Find a function $f$ and a number $a$ such that
\[
1+\int_{a}^{x} \frac{f(t)}{t^{3}} d t=6 x^{-1}
\]
\[
f(x)=
\]
\[
a=
\]

Step 1 ：The given equation is in the form of the Fundamental Theorem of Calculus, which states that if a function f is continuous over the interval [a, b] and F is an antiderivative of f on [a, b], then \(\int_{a}^{b} f(x) dx = F(b) - F(a)\).

Step 2 ：In this case, we have \(1 + \int_{a}^{x} \frac{f(t)}{t^{3}} dt = 6x^{-1}\). We can rewrite the right side of the equation as \(6x^{-1} - 1\) to match the format of the Fundamental Theorem of Calculus.

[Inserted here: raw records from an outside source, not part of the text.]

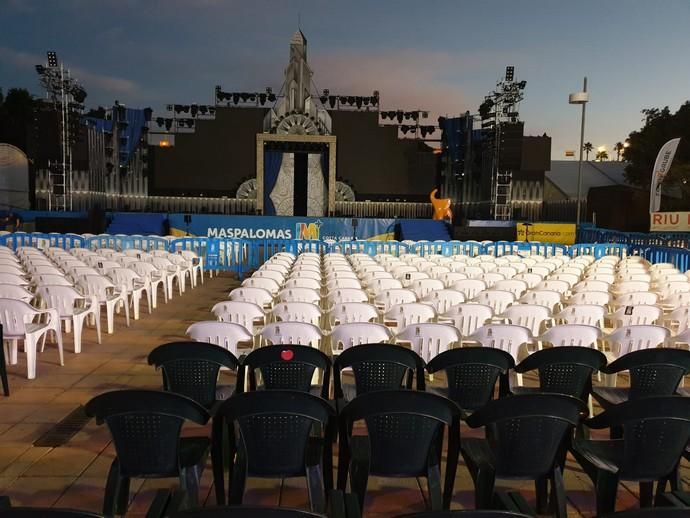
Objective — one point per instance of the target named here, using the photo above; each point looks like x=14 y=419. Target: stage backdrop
x=280 y=227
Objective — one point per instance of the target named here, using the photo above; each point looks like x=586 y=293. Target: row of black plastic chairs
x=284 y=430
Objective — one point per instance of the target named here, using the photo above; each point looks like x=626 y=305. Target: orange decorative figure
x=441 y=207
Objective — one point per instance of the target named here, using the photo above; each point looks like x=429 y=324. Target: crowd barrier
x=245 y=255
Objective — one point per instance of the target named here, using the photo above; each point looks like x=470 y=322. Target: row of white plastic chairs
x=71 y=288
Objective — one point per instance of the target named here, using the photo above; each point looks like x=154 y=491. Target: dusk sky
x=443 y=56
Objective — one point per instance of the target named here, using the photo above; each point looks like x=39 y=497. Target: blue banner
x=280 y=227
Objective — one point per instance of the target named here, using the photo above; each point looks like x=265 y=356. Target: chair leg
x=606 y=488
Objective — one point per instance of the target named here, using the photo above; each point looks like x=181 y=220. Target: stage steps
x=144 y=224
x=423 y=229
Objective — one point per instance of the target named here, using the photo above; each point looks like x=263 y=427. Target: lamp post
x=580 y=98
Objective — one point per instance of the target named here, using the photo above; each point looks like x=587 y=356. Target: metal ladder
x=503 y=208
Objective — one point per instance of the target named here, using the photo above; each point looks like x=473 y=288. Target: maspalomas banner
x=279 y=227
x=561 y=233
x=669 y=222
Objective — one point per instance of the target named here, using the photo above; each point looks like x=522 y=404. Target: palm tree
x=602 y=156
x=588 y=148
x=618 y=148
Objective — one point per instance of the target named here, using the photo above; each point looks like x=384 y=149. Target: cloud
x=90 y=80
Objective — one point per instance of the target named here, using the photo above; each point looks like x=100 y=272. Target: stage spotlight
x=52 y=59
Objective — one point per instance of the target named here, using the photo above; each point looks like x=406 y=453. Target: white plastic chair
x=299 y=333
x=467 y=317
x=17 y=319
x=443 y=300
x=107 y=295
x=429 y=339
x=498 y=300
x=134 y=285
x=512 y=339
x=349 y=312
x=224 y=334
x=350 y=334
x=636 y=315
x=72 y=308
x=410 y=313
x=297 y=312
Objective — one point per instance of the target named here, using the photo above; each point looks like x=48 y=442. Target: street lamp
x=580 y=98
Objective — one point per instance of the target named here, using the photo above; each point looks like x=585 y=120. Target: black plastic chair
x=242 y=511
x=562 y=370
x=653 y=372
x=287 y=367
x=376 y=367
x=465 y=514
x=404 y=439
x=145 y=426
x=528 y=438
x=471 y=374
x=3 y=367
x=191 y=369
x=272 y=436
x=655 y=432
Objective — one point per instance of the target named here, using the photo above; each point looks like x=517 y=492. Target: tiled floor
x=74 y=475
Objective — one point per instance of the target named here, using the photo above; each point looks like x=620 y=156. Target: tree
x=660 y=125
x=618 y=148
x=588 y=148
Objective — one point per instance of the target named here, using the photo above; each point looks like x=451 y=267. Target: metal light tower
x=580 y=98
x=66 y=95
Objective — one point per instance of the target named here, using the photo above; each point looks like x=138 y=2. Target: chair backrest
x=266 y=283
x=273 y=429
x=636 y=315
x=378 y=367
x=572 y=335
x=258 y=296
x=297 y=312
x=357 y=333
x=12 y=291
x=352 y=312
x=429 y=339
x=404 y=428
x=410 y=313
x=146 y=425
x=627 y=339
x=528 y=431
x=297 y=333
x=224 y=334
x=653 y=372
x=531 y=316
x=564 y=370
x=471 y=373
x=506 y=337
x=470 y=287
x=287 y=367
x=656 y=431
x=239 y=312
x=498 y=300
x=468 y=317
x=191 y=368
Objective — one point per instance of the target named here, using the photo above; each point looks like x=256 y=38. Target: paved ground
x=74 y=475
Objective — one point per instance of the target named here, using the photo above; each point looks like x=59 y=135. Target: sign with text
x=669 y=221
x=561 y=233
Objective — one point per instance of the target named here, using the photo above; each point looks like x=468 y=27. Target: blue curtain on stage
x=272 y=162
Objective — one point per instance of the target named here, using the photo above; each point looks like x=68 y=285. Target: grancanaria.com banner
x=562 y=233
x=279 y=227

Step 3 ：So, we need to find a function F(x) such that \(F'(x) = \frac{f(x)}{x^{3}}\) and \(F(x) = 6x^{-1} - 1\).

Step 4 ：We can find \(F'(x)\) by differentiating \(F(x)\), and then multiply the result by \(x^{3}\) to find \(f(x)\).

Step 5 ：To find a, we need to solve the equation \(F(a) = 0\).

Step 6 ：By solving the above steps, we find that the function \(f(x)\) is \(f(x) = -6x\) and the number a is \(a = 6\).

Step 7 ：So, we have \(f(x) = \boxed{-6x}\) and \(a = \boxed{6}\).